Bay Area College Students Speak Out About Experiencing Anti-Asian Racism
SAN FRANCISCO (CBS SF) -- San Francisco State University students are speaking out about their own experiences with anti-Asian racism in light of recent attacks.
English lecturer Maureen Fitzgerald said when she recently asked her students to write about an experience during the pandemic, several students wrote about receiving racial slurs or discrimination.
Freshman Joshua Luna described when two white customers approached him at a San Jose Home Depot where he works, and mocked him.
"His friend decided to come up to me and speak imitation Chinese to me, and I took offense to that not because I'm not Chinese, I'm Filipino American, and for him to just assume that already to me... at a workplace where I have to remain professional and not cause a scene, it really made me feel hurt," said Luna.
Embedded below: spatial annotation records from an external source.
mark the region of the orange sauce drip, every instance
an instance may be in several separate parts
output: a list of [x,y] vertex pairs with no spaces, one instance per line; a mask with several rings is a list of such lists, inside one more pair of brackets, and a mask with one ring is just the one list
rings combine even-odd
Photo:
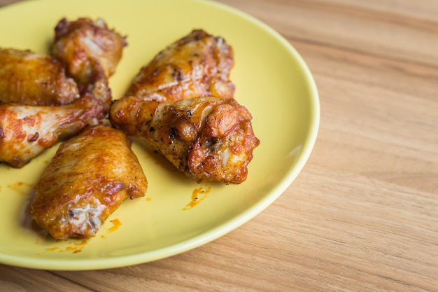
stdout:
[[111,232],[119,229],[119,227],[122,225],[122,223],[119,219],[111,220],[110,222],[113,223],[113,227],[108,229],[108,231]]
[[[62,239],[57,239],[57,242],[62,242]],[[73,246],[66,246],[65,249],[62,249],[60,247],[51,247],[45,249],[48,251],[59,251],[63,253],[65,251],[73,251],[73,253],[78,253],[82,251],[85,244],[87,244],[87,240],[83,240],[80,242],[73,242]]]
[[183,210],[186,211],[195,208],[201,202],[202,202],[204,199],[207,197],[211,189],[211,188],[209,187],[206,190],[204,190],[202,187],[199,187],[193,190],[193,193],[192,193],[192,200],[184,207],[184,209],[183,209]]
[[18,193],[20,195],[27,195],[31,192],[34,186],[32,184],[27,183],[23,181],[17,181],[15,183],[8,186],[8,188],[15,193]]

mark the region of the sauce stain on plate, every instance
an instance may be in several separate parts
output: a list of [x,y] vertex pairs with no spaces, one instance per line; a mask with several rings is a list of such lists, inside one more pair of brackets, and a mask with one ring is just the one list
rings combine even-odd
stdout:
[[110,232],[114,232],[119,229],[119,227],[122,225],[122,222],[119,219],[113,219],[110,221],[111,223],[113,223],[113,226],[109,228],[108,231]]
[[20,195],[27,195],[34,190],[35,186],[23,181],[17,181],[15,183],[8,185],[8,188]]
[[202,202],[204,199],[207,197],[211,190],[211,187],[207,188],[205,190],[202,189],[202,187],[197,188],[193,190],[193,193],[192,193],[192,200],[184,207],[184,209],[183,209],[183,210],[186,211],[195,208],[198,205],[198,204]]

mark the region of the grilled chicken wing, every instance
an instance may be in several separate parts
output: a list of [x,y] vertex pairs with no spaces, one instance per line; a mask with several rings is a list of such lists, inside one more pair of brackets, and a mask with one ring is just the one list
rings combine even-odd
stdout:
[[0,105],[0,162],[20,168],[57,143],[99,123],[102,103],[90,95],[59,106]]
[[116,100],[111,123],[140,137],[197,182],[240,183],[260,141],[251,115],[234,99],[195,97],[173,103],[136,97]]
[[52,51],[65,64],[81,93],[91,92],[109,107],[108,78],[115,71],[125,46],[125,37],[108,29],[102,19],[64,18],[55,29]]
[[64,142],[36,186],[32,218],[55,239],[94,236],[122,201],[146,192],[130,146],[122,131],[103,125]]
[[79,97],[61,62],[29,50],[0,48],[0,103],[68,104]]
[[192,97],[233,97],[229,80],[233,50],[220,37],[202,30],[192,33],[160,52],[141,68],[126,95],[173,102]]

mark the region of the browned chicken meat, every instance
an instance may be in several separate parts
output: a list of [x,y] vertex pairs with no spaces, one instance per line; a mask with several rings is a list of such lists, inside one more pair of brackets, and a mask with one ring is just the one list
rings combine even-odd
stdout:
[[125,37],[108,29],[102,19],[64,18],[55,29],[52,51],[65,64],[81,93],[91,92],[109,107],[108,78],[115,72],[125,46]]
[[29,50],[0,48],[0,103],[60,105],[79,97],[62,64]]
[[232,98],[234,85],[229,74],[233,65],[232,48],[223,39],[194,30],[141,68],[126,95],[164,102]]
[[136,97],[116,100],[111,123],[139,137],[197,182],[240,183],[260,141],[251,115],[234,99],[195,97],[171,103]]
[[22,167],[60,139],[104,117],[102,103],[90,95],[59,106],[0,104],[0,162]]
[[32,218],[55,239],[94,236],[125,199],[146,192],[130,146],[122,132],[106,125],[64,142],[36,186]]

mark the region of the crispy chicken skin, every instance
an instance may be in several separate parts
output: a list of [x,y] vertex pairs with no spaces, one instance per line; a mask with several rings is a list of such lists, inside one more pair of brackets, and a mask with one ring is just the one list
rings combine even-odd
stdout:
[[36,186],[32,218],[55,239],[94,236],[126,198],[146,192],[130,146],[122,131],[104,125],[64,142]]
[[62,64],[43,54],[0,48],[0,103],[60,105],[79,97]]
[[64,18],[55,29],[53,56],[65,64],[67,75],[81,93],[91,92],[109,108],[108,78],[115,72],[127,46],[125,37],[108,29],[105,21]]
[[104,106],[90,95],[59,106],[1,104],[0,162],[21,168],[60,139],[104,117]]
[[260,141],[251,115],[234,99],[206,97],[173,103],[136,97],[116,100],[110,121],[139,137],[197,182],[240,183]]
[[233,50],[220,37],[194,30],[161,51],[134,78],[126,95],[173,102],[192,97],[233,97]]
Freshman Nathan Limpin described an incident at a Starbucks in Milpitas.
"I was literally just talking to my coworker the other day and she was called a bunch of slurs by a customer, because he didn't want to wear a mask, and he was basically blaming her and blaming Asian people for COVID," said Limpin.
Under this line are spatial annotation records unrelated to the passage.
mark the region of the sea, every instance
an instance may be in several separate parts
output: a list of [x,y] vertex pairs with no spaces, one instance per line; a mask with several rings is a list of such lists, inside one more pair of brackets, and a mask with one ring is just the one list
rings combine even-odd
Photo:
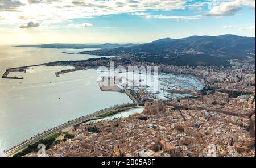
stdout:
[[[0,47],[0,77],[11,68],[101,57],[76,54],[92,49],[96,49]],[[55,75],[56,72],[72,68],[69,66],[34,66],[26,73],[10,73],[11,76],[23,77],[22,80],[0,78],[0,151],[75,118],[117,104],[133,103],[125,93],[102,91],[97,82],[101,74],[96,70],[61,74],[60,77]],[[178,80],[179,87],[183,81],[185,81],[184,86],[201,87],[200,83],[192,78],[176,75],[170,78],[171,81],[175,78],[175,81],[163,79],[160,83],[166,87],[171,83],[171,87],[175,87]],[[163,94],[162,91],[160,92]],[[131,112],[134,111],[137,111]]]

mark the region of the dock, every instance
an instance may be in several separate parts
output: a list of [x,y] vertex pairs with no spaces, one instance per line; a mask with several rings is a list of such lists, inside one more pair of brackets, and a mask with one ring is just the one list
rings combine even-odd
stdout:
[[16,76],[14,77],[9,77],[9,74],[10,72],[24,72],[24,73],[27,72],[27,69],[28,69],[30,67],[33,67],[33,66],[42,66],[43,65],[43,64],[38,64],[38,65],[30,65],[30,66],[21,66],[21,67],[16,67],[16,68],[12,68],[6,69],[3,75],[2,76],[2,78],[5,79],[24,79],[23,77],[18,77]]

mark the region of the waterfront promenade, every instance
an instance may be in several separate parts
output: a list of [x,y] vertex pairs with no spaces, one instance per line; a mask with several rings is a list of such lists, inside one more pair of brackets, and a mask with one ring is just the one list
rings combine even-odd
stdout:
[[76,125],[81,124],[82,123],[85,122],[89,120],[93,119],[98,115],[107,113],[109,111],[115,110],[118,108],[123,108],[123,110],[125,110],[125,108],[129,109],[130,108],[130,107],[129,107],[129,105],[132,105],[132,104],[138,106],[136,103],[125,104],[115,106],[111,107],[110,108],[106,108],[106,109],[102,110],[101,111],[98,111],[98,112],[96,112],[89,114],[89,115],[87,115],[86,116],[84,116],[81,117],[77,118],[73,120],[68,121],[66,123],[60,125],[56,127],[49,130],[45,131],[43,133],[39,134],[39,135],[36,135],[36,136],[31,138],[31,139],[28,140],[27,141],[26,141],[22,144],[20,144],[15,146],[14,146],[13,148],[9,149],[5,151],[4,152],[6,156],[12,156],[14,154],[16,153],[17,152],[24,149],[28,145],[30,145],[32,144],[34,144],[37,141],[39,141],[41,139],[46,138],[53,135],[54,133],[59,132],[59,131],[62,131],[68,127],[75,126]]

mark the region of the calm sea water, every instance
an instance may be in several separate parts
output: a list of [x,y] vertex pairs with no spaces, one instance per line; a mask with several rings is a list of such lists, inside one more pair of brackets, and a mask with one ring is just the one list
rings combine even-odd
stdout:
[[[10,68],[100,57],[61,53],[82,51],[85,49],[0,47],[0,76]],[[96,70],[60,74],[59,78],[55,76],[55,72],[71,68],[72,68],[31,67],[26,73],[10,74],[24,77],[23,80],[0,78],[0,151],[73,119],[115,104],[132,103],[124,93],[101,91],[97,81],[99,76],[104,74],[98,73]],[[132,72],[127,74],[130,82],[133,79],[130,79],[129,76],[134,74]],[[127,74],[121,73],[121,75],[126,76]],[[146,81],[147,79],[151,79],[151,74],[142,74],[140,79]],[[151,86],[147,90],[154,90],[155,82],[159,82],[160,85],[155,91],[160,91],[156,95],[162,99],[164,95],[160,89],[168,86],[184,89],[193,86],[197,89],[201,87],[200,82],[186,77],[171,75],[156,78],[156,81],[147,83]],[[141,111],[141,109],[135,110],[118,114],[117,116]]]
[[[0,75],[12,67],[100,57],[61,53],[79,51],[1,47]],[[2,150],[75,118],[115,104],[132,103],[125,94],[101,91],[96,82],[99,74],[96,70],[75,72],[56,77],[54,72],[69,68],[38,66],[28,69],[26,73],[10,74],[24,77],[22,81],[0,78]]]

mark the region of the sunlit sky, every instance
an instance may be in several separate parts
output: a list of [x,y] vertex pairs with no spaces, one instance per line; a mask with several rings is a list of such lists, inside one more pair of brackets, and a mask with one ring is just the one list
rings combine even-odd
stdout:
[[0,45],[255,37],[255,0],[0,0]]

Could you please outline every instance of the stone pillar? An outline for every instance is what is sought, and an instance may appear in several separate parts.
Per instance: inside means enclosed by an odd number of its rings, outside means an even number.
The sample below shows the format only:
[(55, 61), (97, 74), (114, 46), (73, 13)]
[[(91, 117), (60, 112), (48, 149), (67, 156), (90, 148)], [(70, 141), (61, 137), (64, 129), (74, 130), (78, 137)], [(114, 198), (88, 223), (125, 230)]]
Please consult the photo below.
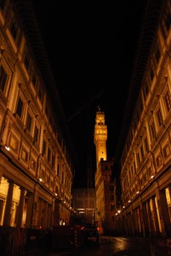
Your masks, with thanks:
[[(171, 224), (170, 224), (170, 218), (168, 213), (168, 207), (166, 199), (166, 192), (165, 189), (160, 191), (160, 198), (161, 198), (161, 207), (162, 207), (162, 215), (163, 218), (165, 232), (168, 236), (171, 236)], [(164, 212), (162, 214), (162, 212)]]
[(10, 226), (13, 191), (14, 191), (14, 183), (12, 181), (9, 181), (6, 206), (5, 206), (5, 212), (3, 218), (3, 226)]
[(25, 203), (25, 189), (23, 188), (20, 188), (20, 197), (19, 211), (18, 211), (17, 222), (16, 222), (17, 228), (20, 228), (22, 224), (24, 203)]
[(32, 212), (34, 204), (34, 194), (27, 193), (28, 202), (26, 207), (26, 228), (31, 228), (32, 223)]

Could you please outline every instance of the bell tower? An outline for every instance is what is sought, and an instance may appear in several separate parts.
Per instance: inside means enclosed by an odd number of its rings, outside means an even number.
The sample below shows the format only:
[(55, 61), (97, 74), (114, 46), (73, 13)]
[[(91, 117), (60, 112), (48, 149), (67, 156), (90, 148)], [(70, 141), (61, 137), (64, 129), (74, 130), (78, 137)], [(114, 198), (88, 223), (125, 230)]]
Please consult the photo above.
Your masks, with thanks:
[(107, 125), (105, 125), (105, 113), (98, 107), (95, 116), (94, 143), (96, 148), (96, 167), (98, 169), (100, 160), (106, 160)]

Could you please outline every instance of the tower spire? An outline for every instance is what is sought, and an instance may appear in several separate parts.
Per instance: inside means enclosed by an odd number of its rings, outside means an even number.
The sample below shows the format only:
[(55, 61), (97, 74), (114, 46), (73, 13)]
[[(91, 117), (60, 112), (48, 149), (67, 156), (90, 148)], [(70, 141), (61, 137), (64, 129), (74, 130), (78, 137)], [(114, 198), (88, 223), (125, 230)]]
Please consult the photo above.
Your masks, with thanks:
[(96, 166), (98, 167), (101, 160), (106, 160), (106, 140), (107, 140), (107, 125), (105, 124), (105, 113), (98, 106), (98, 111), (95, 116), (95, 125), (94, 132), (94, 143), (96, 148)]

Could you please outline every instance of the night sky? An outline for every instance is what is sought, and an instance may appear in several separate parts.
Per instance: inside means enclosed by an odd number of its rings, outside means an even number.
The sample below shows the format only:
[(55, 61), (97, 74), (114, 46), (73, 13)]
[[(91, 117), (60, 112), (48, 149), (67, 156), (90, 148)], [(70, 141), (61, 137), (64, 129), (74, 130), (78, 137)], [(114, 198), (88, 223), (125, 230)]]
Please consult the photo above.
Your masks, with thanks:
[(32, 2), (77, 155), (76, 186), (84, 186), (88, 157), (95, 170), (98, 106), (115, 156), (146, 0)]

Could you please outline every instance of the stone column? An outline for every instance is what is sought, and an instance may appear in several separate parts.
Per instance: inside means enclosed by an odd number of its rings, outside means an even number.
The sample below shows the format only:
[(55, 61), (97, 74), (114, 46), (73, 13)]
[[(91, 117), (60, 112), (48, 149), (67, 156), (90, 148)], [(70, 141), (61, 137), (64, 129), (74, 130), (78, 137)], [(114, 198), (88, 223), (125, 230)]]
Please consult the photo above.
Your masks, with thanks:
[(9, 181), (6, 206), (5, 206), (5, 212), (3, 218), (3, 226), (10, 226), (13, 191), (14, 191), (14, 183), (12, 181)]
[(17, 228), (20, 228), (22, 224), (24, 203), (25, 203), (25, 189), (23, 188), (20, 188), (20, 197), (19, 211), (18, 211), (17, 222), (16, 222)]

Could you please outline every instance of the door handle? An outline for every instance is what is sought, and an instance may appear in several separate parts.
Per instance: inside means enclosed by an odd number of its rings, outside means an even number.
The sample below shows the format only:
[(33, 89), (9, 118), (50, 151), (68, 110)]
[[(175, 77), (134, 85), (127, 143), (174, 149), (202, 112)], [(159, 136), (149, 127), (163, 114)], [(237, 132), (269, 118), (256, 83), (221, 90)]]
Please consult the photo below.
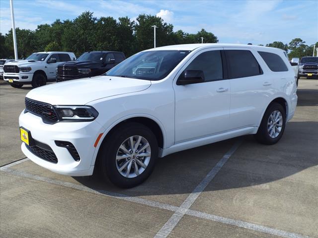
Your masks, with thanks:
[(217, 92), (218, 93), (222, 93), (222, 92), (226, 92), (229, 89), (224, 88), (220, 88), (219, 89), (217, 89)]

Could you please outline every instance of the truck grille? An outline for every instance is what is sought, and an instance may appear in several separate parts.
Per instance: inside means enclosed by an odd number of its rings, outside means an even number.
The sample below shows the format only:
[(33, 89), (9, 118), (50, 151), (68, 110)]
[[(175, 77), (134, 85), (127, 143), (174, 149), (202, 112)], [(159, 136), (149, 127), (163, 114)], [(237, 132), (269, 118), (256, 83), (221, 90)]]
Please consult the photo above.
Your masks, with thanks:
[(318, 65), (316, 64), (305, 64), (303, 67), (304, 70), (318, 70)]
[[(51, 149), (51, 147), (48, 145), (46, 145)], [(32, 154), (34, 154), (38, 157), (40, 158), (42, 160), (46, 160), (47, 161), (54, 163), (54, 164), (57, 164), (58, 163), (58, 158), (52, 149), (51, 149), (51, 150), (49, 150), (43, 149), (36, 145), (29, 146), (27, 145), (25, 145), (25, 146)]]
[(79, 69), (76, 66), (59, 66), (58, 74), (63, 76), (78, 76)]
[(40, 117), (45, 123), (53, 123), (58, 120), (58, 116), (53, 106), (25, 98), (26, 112)]
[(3, 65), (3, 71), (5, 73), (18, 73), (19, 67), (16, 65)]

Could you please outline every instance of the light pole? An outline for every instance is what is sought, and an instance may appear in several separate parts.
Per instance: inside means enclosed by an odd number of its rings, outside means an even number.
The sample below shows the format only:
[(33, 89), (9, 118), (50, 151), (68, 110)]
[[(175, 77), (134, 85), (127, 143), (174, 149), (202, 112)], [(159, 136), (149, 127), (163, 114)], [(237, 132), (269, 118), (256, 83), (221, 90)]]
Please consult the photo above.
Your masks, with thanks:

Last month, a 91-year-old man was shoved to the ground in Oakland Chinatown. In San Francisco, 84-year-old Vicha Ratanapakdee was knocked to the ground in a fatal, unprovoked attack in January.
They are not the only victims. The Stop AAPI Hate coalition has received more than 3,000 self-reported incidents of hate across the country, since the pandemic began.
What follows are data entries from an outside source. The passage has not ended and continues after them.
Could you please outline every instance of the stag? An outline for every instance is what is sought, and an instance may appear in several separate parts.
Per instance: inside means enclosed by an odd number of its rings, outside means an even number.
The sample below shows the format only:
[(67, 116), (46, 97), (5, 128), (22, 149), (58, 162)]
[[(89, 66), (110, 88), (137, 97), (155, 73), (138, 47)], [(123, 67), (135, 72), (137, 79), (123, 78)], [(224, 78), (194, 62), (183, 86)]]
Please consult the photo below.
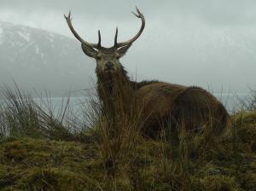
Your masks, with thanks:
[[(214, 133), (219, 137), (230, 132), (230, 116), (223, 106), (212, 94), (202, 88), (186, 87), (160, 81), (131, 80), (127, 72), (119, 62), (131, 44), (140, 37), (144, 27), (145, 19), (137, 8), (135, 16), (141, 19), (139, 32), (130, 40), (118, 43), (118, 28), (113, 47), (105, 48), (101, 44), (101, 32), (98, 31), (98, 43), (90, 43), (84, 40), (74, 30), (71, 13), (64, 15), (74, 37), (81, 43), (84, 53), (96, 61), (97, 93), (108, 112), (113, 110), (114, 90), (120, 94), (131, 92), (130, 96), (137, 97), (143, 103), (143, 113), (147, 119), (144, 124), (146, 136), (154, 137), (162, 129), (162, 121), (168, 121), (172, 130), (181, 124), (188, 130), (197, 130), (207, 124), (214, 125)], [(129, 104), (128, 104), (129, 105)], [(128, 107), (129, 109), (129, 107)]]

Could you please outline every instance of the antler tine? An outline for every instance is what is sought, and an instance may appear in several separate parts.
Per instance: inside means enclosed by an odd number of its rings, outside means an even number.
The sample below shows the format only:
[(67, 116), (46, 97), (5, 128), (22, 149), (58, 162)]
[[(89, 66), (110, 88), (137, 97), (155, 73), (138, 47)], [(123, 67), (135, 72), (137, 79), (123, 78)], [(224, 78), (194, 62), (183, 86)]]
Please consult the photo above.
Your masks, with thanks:
[(123, 46), (126, 46), (128, 44), (131, 44), (134, 41), (136, 41), (139, 36), (143, 33), (143, 31), (145, 27), (145, 18), (143, 16), (143, 14), (140, 12), (140, 10), (137, 9), (137, 7), (136, 7), (136, 10), (137, 10), (137, 14), (135, 14), (134, 12), (131, 12), (137, 18), (140, 18), (142, 20), (142, 26), (141, 26), (141, 28), (139, 30), (139, 32), (137, 33), (137, 35), (132, 38), (131, 39), (128, 40), (128, 41), (125, 41), (125, 42), (122, 42), (122, 43), (117, 43), (117, 32), (116, 32), (116, 35), (115, 35), (115, 42), (114, 42), (114, 47), (116, 48), (120, 48), (120, 47), (123, 47)]
[(102, 47), (102, 37), (101, 37), (101, 31), (98, 30), (98, 44), (97, 44), (97, 48)]
[(69, 11), (67, 16), (66, 16), (66, 15), (64, 14), (64, 17), (65, 17), (65, 19), (66, 19), (66, 20), (67, 20), (67, 26), (68, 26), (70, 31), (72, 32), (72, 33), (75, 36), (75, 38), (76, 38), (79, 41), (80, 41), (82, 43), (85, 43), (85, 44), (87, 44), (88, 46), (90, 46), (90, 47), (92, 47), (92, 48), (96, 48), (96, 49), (98, 48), (98, 45), (101, 43), (100, 36), (99, 36), (99, 43), (98, 43), (98, 44), (96, 44), (96, 43), (90, 43), (86, 42), (85, 40), (84, 40), (84, 39), (78, 34), (78, 32), (77, 32), (74, 30), (74, 28), (73, 27), (72, 21), (71, 21), (71, 20), (72, 20), (71, 12)]
[(114, 35), (114, 47), (118, 48), (117, 45), (118, 45), (118, 43), (117, 43), (117, 37), (119, 35), (119, 28), (116, 27), (116, 30), (115, 30), (115, 35)]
"There's been a lot of coverage about elderly Asians being attacked, but it's affecting the young generation too," said SFSU Lecturer Maureen Fitzgerald. "My students are people who care deeply about their families, they're very protective of their parents and grandparents, so I've heard a lot of students stories. 'I'm afraid to let my grandmother go out of the house,' and that's pretty heartbreaking."
Fitzgerald added that she is appalled and angered by the violence. Many of her students are dealing with an unconventional start to their college experience, and are working to help support their families during the pandemic.
"In addition to having to go to college online, they're out there, working these minimum wage jobs, and that they're facing abuse on top of that is really just unacceptable. So I think that as a community we have to stand together," she said.
Fitzgerald's students agree that victims of racism need to call it out.
"I just hope that they understand that they're not alone in this situation. They may think that they're the only ones dealing with this backlash and this anger, but they're not. They have to remember that there's a whole community of us out there," added Luna.